突然、「きゃああああああああ!サウジに来てくれて、ありがとおおおおおおおおお!!」と言うご婦人の歓声がっ!! そして、続けざまに「昨日のことは、残念だったわね。でもあなたたちも素晴らしかったわ!」と熱い握手を求められたのでした。 

「はて? 私、昨夜お会いしましたっけ?」と、ホントに突然のことで何の話か分からなかったのですが、その後すぐに理解しました。 実は公演初日の前日、サッカーW杯アジア最終予選、日本 VS サウジアラビア戦がまさにこの会場の隣のスタジアムで行われたのです。 私も見たくて見たくて仕方なかったのですが、なんと、ここサウジアラビアでは、サッカー観戦が女性には許されていないのです!(泣) 

と言うわけで、現地、しかも目と鼻の先にいながら日本の皆さんと同じくテレビでサッカー観戦した私であります。 それにしても、信じられますか?6万人の汗だく男性が、一堂に会しスタジアムで大熱狂。しかも平均気温40度超えの野外で! もうスタジアム内の体感温度がどんなことになっていたのか想像を絶しますね。

こちらがアジア最終予選が行われたスタジアムの真横にある、我らがブルーマンの公演会場です。こちらもまた巨大でした。 

 

と、話は少々ズレましたが、このご婦人は私がサッカーの関係でこの国に来たのだと思ったのでしょうね。心から日本のチームの健闘を讃え、何度も「来てくれてありがとう!あなたがサウジに来てくれて嬉しい!」と繰り返していらっしゃいました。 もうこの時点で、泣きそうな私。勝手に日本を代表して私も「サウジアラビアおめでとうっ!本当におめでとう!」と声を大にして伝えておきました。 

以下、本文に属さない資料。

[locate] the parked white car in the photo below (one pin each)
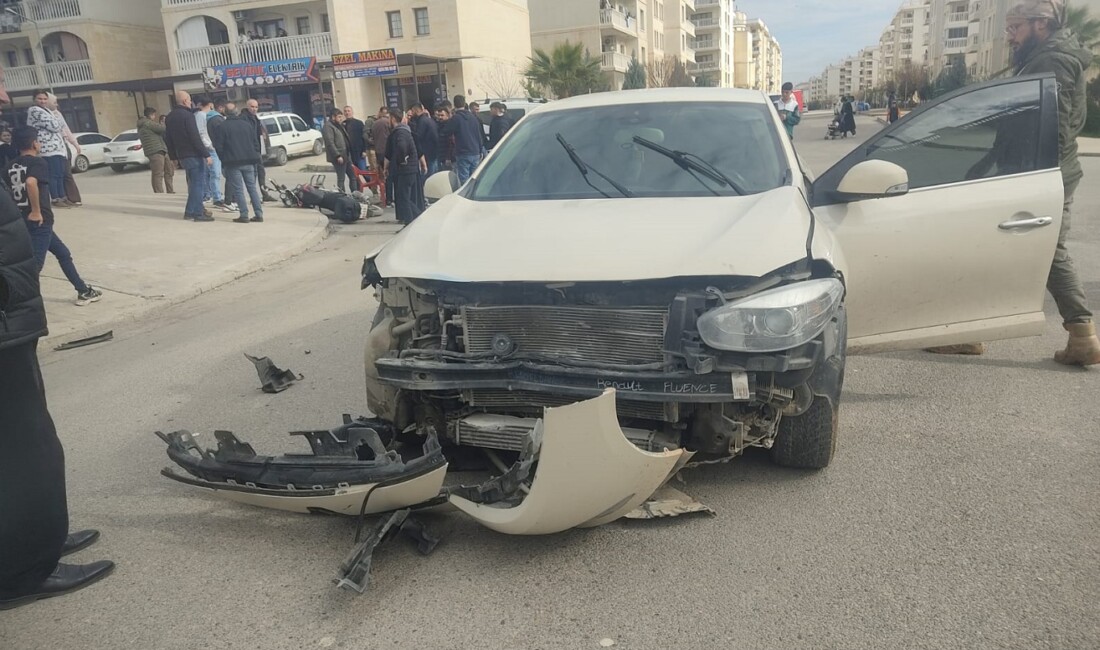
(91, 151)
(288, 136)
(618, 270)
(125, 150)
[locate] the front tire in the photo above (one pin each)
(807, 441)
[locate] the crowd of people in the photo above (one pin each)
(408, 145)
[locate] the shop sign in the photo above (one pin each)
(271, 73)
(369, 63)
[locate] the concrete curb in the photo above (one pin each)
(317, 234)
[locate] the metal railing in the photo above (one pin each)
(194, 59)
(615, 61)
(319, 45)
(68, 73)
(618, 20)
(47, 10)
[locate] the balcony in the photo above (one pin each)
(194, 59)
(306, 45)
(707, 43)
(69, 73)
(706, 66)
(616, 20)
(615, 62)
(955, 44)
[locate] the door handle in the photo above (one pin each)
(1026, 223)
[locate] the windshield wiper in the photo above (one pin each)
(585, 168)
(690, 162)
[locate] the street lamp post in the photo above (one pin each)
(42, 50)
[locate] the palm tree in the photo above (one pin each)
(1082, 24)
(568, 69)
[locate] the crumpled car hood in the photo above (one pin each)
(601, 240)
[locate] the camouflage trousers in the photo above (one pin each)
(1063, 282)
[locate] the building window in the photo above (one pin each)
(394, 20)
(420, 14)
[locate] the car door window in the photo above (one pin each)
(974, 134)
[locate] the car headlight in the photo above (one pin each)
(772, 320)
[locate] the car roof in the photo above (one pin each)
(657, 96)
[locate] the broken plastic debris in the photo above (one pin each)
(89, 341)
(272, 377)
(355, 571)
(668, 502)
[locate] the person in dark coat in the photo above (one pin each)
(501, 124)
(356, 139)
(186, 147)
(404, 165)
(235, 141)
(33, 506)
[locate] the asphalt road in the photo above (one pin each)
(960, 510)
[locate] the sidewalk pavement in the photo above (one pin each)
(143, 255)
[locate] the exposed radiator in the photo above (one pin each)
(593, 334)
(528, 403)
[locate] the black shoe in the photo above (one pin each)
(65, 580)
(79, 540)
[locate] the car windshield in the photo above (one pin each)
(740, 141)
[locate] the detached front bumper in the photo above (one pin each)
(717, 387)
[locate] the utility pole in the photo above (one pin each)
(37, 35)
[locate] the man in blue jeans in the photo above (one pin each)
(186, 147)
(469, 139)
(29, 178)
(234, 140)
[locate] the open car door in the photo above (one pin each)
(963, 253)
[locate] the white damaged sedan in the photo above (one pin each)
(657, 266)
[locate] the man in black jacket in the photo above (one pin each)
(185, 146)
(356, 139)
(501, 124)
(33, 508)
(235, 142)
(404, 164)
(469, 138)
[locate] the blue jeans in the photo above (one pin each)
(56, 165)
(242, 178)
(464, 167)
(213, 179)
(44, 240)
(196, 182)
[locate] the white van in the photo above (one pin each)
(289, 135)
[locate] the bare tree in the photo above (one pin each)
(502, 79)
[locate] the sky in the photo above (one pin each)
(816, 33)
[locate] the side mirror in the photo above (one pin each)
(439, 185)
(872, 179)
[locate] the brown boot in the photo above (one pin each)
(1082, 348)
(959, 349)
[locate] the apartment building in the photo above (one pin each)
(617, 31)
(442, 48)
(715, 43)
(767, 58)
(103, 59)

実は、サウジの女性の大半はアバヤで身体のラインを隠すのみならず、ヒジャブまたはニカブと言う布で頭全体を覆い、目しか見えない人が大半。更に信仰心の熱い方たちは 目も見せない!!もはや、どっちが前でどっちが後ろか、どうやって歩いてるのか分からないレベルなのです。もちろん、表情が見えないため交流を測ることも難しく、サウジの女性に対して何か壁のような物も感じていました。 

ところがどうでしょう、私がきものを着た瞬間に、その壁が一気に消え去ったのでした。そしてニカブの下に隠されていたサウジの女性たちの底なしの優しさと人懐っこさを肌で感じ、それが嬉しくて嬉しくて何度も目頭が熱くなりました。 

おそらくきものを初めてみる方々ばかりかと思ったので、淡いピンクの小紋にパステ ルカラーの帯や小物を合わせ親しみやすく柔らかい印象を目指しました。もちろんきものの下は“昭和のおじさん ”スタイルです。気温42度、湿度も抜群に高い。今日もステテコが大活躍! 

この日だけでも100人近いかたがたとお話しし、記念撮影のリクエストにお応えしました。本来この国では女性の写真を撮ってはいけないはずなのですが…。みんなセルフィー大好き!スナップチャットを使いこなし私の頭に鹿の角が生えてたり、花の冠が乗っちゃっ てたりする写真を撮っては満足そうに帰って行かれました。